Letda Cpn (K) Alberta Injilia, Anak Manja yang Jadi Penerbang Tangguh TNI AD
ASKARA - Menjadi prajurit Tentara Nasional Indonesia Angkatan Darat (TNI AD) sudah pasti bukan hal mudah. Terlebih menjadi seorang penerbang. Siapa sangka, Alberta Injilia jadi sosok perempuan tangguh di udara yang dimiliki TNI AD.
Dara cantik bernama lengkap Letda Cpn (K) Alberta Injilia itu, merupakan salah satu penerbang helikopter yang memiliki spesifikasi heli Bell 412 dan Heli Serang Fenec AS 550.
Dia sehari-harinya menjabat sebagai Perwira Penerbang II Flight Heli Serang Skadron-12/Serbu Way Tuba. Pilot wanita dari suku Dayak Kalimantan Barat itu mengaku menyukai tantangan. Karenanya dirinya memutuskan masuk dunia militer.
"Sebenarnya saya suka sesuatu yang bisa dibilang menantang adrenalin. Makanya saya pikir, mungkin militer lebih cocok untuk saya," kata Alberta Injilia dalam channel YouTube Pendam Tanjungpura beberapa waktu lalu.
Dia juga menceritakan perjalanan karirnya di dunia militer. Berawal setelah lulus sekolah dari SMA Taruna Bumi Khatulistiwa Kubu Raya, dirinya mengikuti seleksi Taruni Akmil Magelang.
Berkat kegigihannya tanpa kenal kata menyerah, mengantarkannya menjadi salah seorang calon Taruni yang lulus untuk menempuh pendidikan di lembah Tidar Magelang.
"Setelah saya lulus di Akmil selama 4 tahun. Saya sekolah lagi di penerbangan angkatan darat tepatnya di Pusdiklat Penerbad Semarang selama 1 tahun. Setelah itu mulai belajar terbang dan membawa heli," tutur Anong disapanya.
Perempuan kelahiran Kalimantan Barat, tepatnya di Kecamatan Nanga Taman, Kabupaten Sekadau, merupakan anak ketiga dari empat bersaudara, dari pasangan Arkadius Ardi (59) dan Sopianita (49).
Menurut Sopianita ibu Anong, sosok putrinya itu dikenal manja. Namun tidak mudah menyerah dalam mewujudkan sesuatu yang diinginkan. Serta tegas pada pilihan cita-cita.
"Pada umumnya seperti anak-anak biasa.
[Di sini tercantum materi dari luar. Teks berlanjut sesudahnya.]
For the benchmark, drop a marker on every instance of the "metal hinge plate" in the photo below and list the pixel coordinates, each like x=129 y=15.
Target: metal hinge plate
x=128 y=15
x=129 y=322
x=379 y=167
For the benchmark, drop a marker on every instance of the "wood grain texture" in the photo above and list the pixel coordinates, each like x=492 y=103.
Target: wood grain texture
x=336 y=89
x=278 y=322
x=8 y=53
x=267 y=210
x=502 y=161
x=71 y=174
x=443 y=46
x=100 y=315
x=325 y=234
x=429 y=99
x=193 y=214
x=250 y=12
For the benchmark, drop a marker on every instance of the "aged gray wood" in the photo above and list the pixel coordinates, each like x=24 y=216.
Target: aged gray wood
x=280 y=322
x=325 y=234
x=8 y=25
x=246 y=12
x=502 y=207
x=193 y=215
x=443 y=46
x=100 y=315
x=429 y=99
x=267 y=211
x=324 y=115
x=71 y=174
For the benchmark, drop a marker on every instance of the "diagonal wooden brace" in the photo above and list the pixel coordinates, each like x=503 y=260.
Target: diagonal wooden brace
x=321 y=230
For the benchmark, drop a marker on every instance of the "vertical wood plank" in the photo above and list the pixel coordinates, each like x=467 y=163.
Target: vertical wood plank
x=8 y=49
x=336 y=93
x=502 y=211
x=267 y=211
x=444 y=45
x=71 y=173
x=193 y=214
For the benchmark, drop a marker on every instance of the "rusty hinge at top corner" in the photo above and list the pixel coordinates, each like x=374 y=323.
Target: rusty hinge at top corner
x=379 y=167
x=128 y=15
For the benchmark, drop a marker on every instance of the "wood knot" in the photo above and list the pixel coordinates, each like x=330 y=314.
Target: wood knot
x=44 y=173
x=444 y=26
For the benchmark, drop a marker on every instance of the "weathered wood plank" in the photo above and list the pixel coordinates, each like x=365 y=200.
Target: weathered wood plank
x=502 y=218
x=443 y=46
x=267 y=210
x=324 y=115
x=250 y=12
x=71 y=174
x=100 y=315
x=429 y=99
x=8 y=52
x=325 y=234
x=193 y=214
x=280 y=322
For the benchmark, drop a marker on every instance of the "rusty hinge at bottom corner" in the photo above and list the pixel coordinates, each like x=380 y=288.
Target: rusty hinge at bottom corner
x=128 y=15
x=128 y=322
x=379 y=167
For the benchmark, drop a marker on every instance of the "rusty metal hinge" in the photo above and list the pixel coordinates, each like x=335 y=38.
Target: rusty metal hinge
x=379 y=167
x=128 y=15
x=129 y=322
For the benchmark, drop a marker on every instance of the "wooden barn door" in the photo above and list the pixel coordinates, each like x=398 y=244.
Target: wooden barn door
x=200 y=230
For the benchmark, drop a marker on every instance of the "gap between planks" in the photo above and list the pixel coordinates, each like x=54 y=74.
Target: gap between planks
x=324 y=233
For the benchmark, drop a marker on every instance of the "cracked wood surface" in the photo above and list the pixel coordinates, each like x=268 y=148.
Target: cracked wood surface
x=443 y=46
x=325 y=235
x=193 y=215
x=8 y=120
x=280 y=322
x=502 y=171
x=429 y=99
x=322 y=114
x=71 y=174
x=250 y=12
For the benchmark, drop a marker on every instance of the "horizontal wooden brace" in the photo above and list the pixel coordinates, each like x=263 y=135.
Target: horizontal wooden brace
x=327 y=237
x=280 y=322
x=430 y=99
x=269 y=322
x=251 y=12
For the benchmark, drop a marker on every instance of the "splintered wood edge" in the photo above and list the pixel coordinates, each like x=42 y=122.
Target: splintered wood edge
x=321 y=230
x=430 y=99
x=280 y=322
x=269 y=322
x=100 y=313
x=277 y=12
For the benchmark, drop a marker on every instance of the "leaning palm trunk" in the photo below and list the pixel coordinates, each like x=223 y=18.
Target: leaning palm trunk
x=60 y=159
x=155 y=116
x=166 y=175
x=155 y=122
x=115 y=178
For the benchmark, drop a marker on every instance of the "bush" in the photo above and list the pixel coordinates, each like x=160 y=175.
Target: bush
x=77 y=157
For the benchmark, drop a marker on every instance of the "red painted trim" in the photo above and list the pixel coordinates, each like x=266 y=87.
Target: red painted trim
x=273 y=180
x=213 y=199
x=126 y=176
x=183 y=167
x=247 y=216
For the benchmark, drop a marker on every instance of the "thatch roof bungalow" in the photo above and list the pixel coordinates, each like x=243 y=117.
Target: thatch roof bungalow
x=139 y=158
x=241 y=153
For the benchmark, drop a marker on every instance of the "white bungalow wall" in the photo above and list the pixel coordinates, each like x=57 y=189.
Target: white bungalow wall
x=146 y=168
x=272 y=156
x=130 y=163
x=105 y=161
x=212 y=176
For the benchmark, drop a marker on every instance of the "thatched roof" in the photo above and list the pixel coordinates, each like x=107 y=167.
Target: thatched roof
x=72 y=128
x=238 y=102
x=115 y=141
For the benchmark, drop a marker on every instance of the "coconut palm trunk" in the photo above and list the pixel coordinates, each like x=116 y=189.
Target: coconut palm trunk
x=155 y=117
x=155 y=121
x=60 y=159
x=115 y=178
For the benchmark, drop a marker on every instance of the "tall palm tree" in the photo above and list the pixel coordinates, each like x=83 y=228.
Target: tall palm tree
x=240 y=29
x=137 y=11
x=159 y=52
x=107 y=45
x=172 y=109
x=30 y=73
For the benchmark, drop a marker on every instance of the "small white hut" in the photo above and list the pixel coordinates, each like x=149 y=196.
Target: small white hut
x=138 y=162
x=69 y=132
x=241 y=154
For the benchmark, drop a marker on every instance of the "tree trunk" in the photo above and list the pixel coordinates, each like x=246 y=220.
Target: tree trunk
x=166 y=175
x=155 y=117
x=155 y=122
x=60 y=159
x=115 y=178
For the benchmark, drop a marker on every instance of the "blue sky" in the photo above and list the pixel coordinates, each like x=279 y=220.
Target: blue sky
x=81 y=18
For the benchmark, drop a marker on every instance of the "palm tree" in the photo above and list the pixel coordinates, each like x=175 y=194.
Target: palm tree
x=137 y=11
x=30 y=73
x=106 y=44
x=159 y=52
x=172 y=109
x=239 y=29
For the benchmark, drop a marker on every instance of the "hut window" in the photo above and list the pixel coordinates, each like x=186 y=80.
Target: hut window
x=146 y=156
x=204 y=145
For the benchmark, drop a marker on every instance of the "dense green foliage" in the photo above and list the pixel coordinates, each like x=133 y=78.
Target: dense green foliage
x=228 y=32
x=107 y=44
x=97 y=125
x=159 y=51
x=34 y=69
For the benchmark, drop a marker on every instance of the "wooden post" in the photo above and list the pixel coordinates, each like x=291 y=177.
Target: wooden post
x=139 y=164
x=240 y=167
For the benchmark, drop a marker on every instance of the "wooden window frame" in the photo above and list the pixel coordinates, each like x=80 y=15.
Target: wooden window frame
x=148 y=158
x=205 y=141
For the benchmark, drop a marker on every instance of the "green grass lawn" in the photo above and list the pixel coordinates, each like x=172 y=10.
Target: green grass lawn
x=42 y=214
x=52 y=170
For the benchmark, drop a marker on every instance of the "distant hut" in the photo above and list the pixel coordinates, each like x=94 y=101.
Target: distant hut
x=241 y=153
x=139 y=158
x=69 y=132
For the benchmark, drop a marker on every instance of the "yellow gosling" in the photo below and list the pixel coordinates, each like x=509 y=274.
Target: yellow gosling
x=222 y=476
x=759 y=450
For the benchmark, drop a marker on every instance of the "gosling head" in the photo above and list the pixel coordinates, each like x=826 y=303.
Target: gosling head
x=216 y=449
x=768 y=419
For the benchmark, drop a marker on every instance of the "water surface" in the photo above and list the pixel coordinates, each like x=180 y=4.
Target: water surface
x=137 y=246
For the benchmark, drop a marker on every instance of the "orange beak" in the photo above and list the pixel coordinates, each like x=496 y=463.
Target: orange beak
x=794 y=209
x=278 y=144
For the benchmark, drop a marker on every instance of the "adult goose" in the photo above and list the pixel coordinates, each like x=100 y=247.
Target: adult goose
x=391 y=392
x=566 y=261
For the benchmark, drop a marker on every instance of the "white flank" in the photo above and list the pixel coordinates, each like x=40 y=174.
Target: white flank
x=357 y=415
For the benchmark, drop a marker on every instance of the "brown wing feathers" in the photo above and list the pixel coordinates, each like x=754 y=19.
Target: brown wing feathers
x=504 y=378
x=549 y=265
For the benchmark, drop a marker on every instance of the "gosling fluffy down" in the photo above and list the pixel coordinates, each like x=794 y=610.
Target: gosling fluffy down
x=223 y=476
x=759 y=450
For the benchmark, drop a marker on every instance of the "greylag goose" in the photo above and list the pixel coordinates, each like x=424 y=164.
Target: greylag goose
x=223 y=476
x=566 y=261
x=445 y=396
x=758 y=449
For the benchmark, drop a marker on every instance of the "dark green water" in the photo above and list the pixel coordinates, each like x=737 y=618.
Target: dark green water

Nakal, lugu dan mungkin karena lama menjadi anak bungsu jadi agak manja, keras juga terus lelet," ucap Sopianita.
Anong dapat berhasil menggapai mimpi masa kecilnya yang bercita-cita menjadi seorang prajurit Korps Wanita Angkatan Darat karena dilandasi dengan keberanian.
"Kalau sudah dewasa bisa hidup mandiri, benar dia manja, dia nakal tapi mandiri. Mandiri, nekat dan tetap berani itulah kunci sukses dia bisa masuk Akmil," imbuh ibunya.
Arkadius Ardi, ayah Anong menyebut ahwa anaknya memiliki motivasi yang tinggi meraih mimpinya. Semua berawal ketika dia menjadi anggota Paskibraka di Kubu Raya, tekadnya menjadi prajurit TNI kian bulat.
"Anak ini boleh dikatakan memiliki jiwa kepemimpinan. Kemudian memiliki motivasi cukup tinggi untuk dirinya," jelas Ardi.
Anong sendiri masih mempunyai cita-cita dalam karirnya saat ini yakni, bisa memberikan jendela yang lebih luas melalui dunia penerbangan.
"Punya satu cita-cita di dunia penerbangan, saya pengin jadi seorang instruktur penerbang. Karena hebat bisa melahirkan penerbang-penerbang handal," tandas perempuan kelahiran 14 September 1996 itu.